When we consider the role of artificial intelligence in life sciences, it already has a proven track record as an effective tool to support pharmaceutical research. However, companies are also moving fast to explore the transformational impact it can have on their commercial operations, such as sales and marketing.
CEOs are citing "mountains of data, molehills of intelligence" as a key challenge faced in today's pharmaceutical sector. Despite plenty of raw data being created, companies are lacking actionable insight. With AI technology starting to make earlier diagnosis and safer treatment possible, can it also augment the performance of marketing and sales departments?
Artificial intelligence in life sciences can go far beyond the lab
Healthcare policy-makers and payers are increasingly mandating, or influencing, what doctors can prescribe. As treatment protocols replace individual physician prescribing decisions, Pharma’s target audience is also becoming more consolidated and more powerful, with profound implications for sales and marketing models.
According to Accenture, artificial intelligence in life sciences can have a dramatic impact, increasing labor productivity in the sector by up to 40%. This is exactly the sort of boost that the industry needs if it is to accelerate time to market and address the key issues of market access, pricing, accurate KOL targeting and salesforce productivity.
We are seeing a move to clinical-based formularies throughout the developed world, with increasing emphasis on the value of Pharmaceuticals. In the UK, the National Institute for Health and Care Excellence regularly recommends high prices be declined, citing cost to efficacy. Health plans and employers alike are increasingly looking for head-to-head and comparative effectiveness studies as well as real-world evidence to make formulary decisions, particularly around speciality therapies.
To combat the risk of significant revenue decline, pharmaceutical manufacturers need to determine pricing and marketing based on more than just recouping research investment and hitting profit goals. Analytics must include the effect of pricing on increasingly cost-conscious private and public payers, as well as the true value of the product.
Applying artificial intelligence in life sciences
Machine learning platforms, like Mind Foundry can transform the ability of any life science company to mine big data for the right answers, and influence formulary decisions and clinical guideline development.
For instance, machine learning can separate customers into highly specific segments, empowering sales teams to personalise their activity to greater degree. For example, in addition to therapy area, Key Opinion Leaders (KOLs) and Healthcare Professionals (HCPs) can be segmented based on factors including interest in new drugs, location and availability.
In addition, sales reps can benefit from artificial intelligence in life sciences in a more practical sense.
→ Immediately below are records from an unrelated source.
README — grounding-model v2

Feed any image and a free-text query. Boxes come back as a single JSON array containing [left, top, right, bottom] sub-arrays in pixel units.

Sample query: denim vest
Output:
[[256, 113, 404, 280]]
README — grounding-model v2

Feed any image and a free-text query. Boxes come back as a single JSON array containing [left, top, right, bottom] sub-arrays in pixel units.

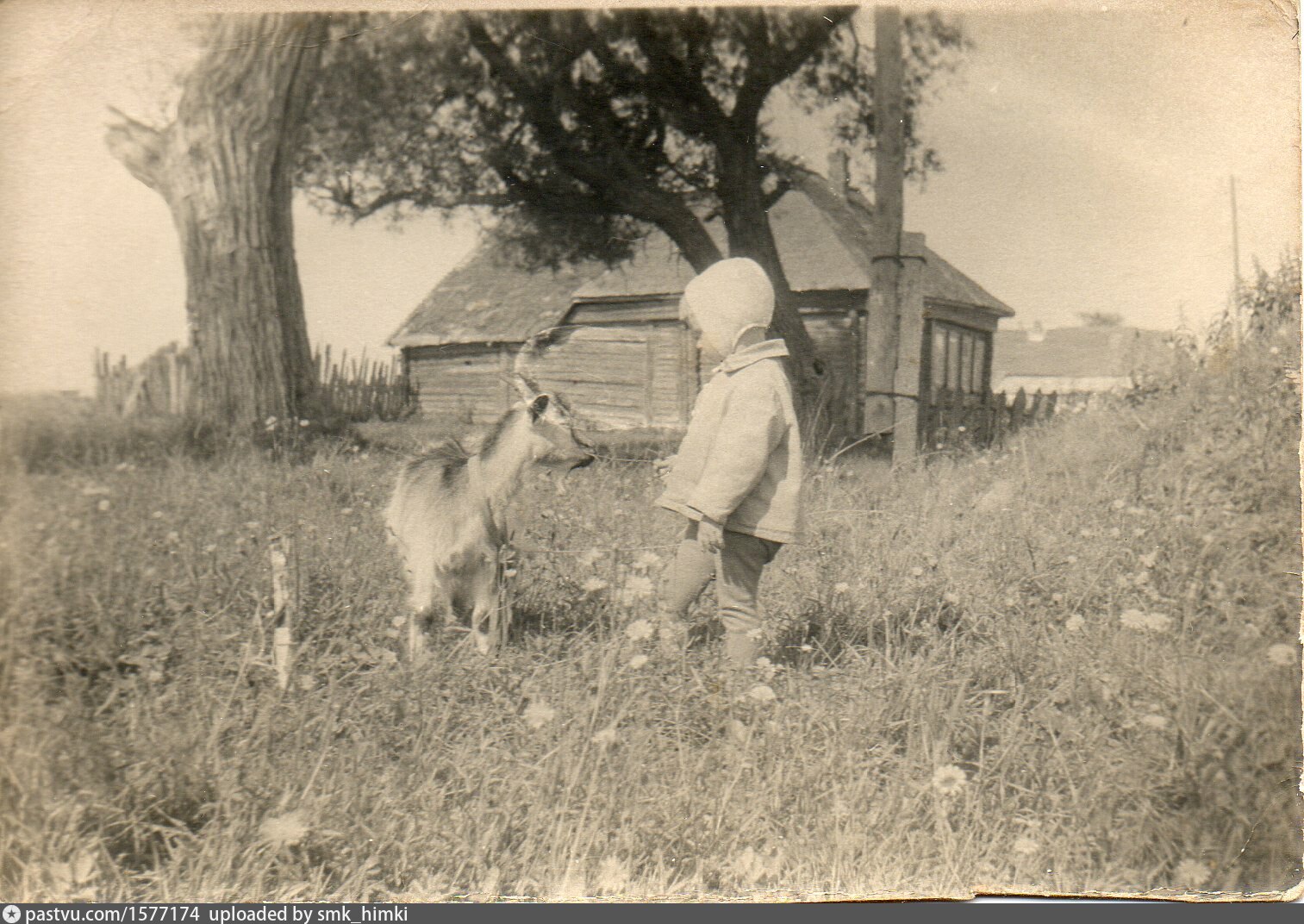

Materials can be recommended based on a sales rep’s previous meetings with a customer, and provided in an easy to access manner. For example, if a doctor has previously expressed an interest in diabetes drugs, the sales rep can be told to come equipped with information on relevant drugs, ensuring that personalised and impactful advice is available at the moment it is needed most.
Machine learning will not replace marketing operations teams and reps because it cannot think on its own. However, teams who use machine learning and artificial intelligence in life sciences may reach markets and patients that others can't.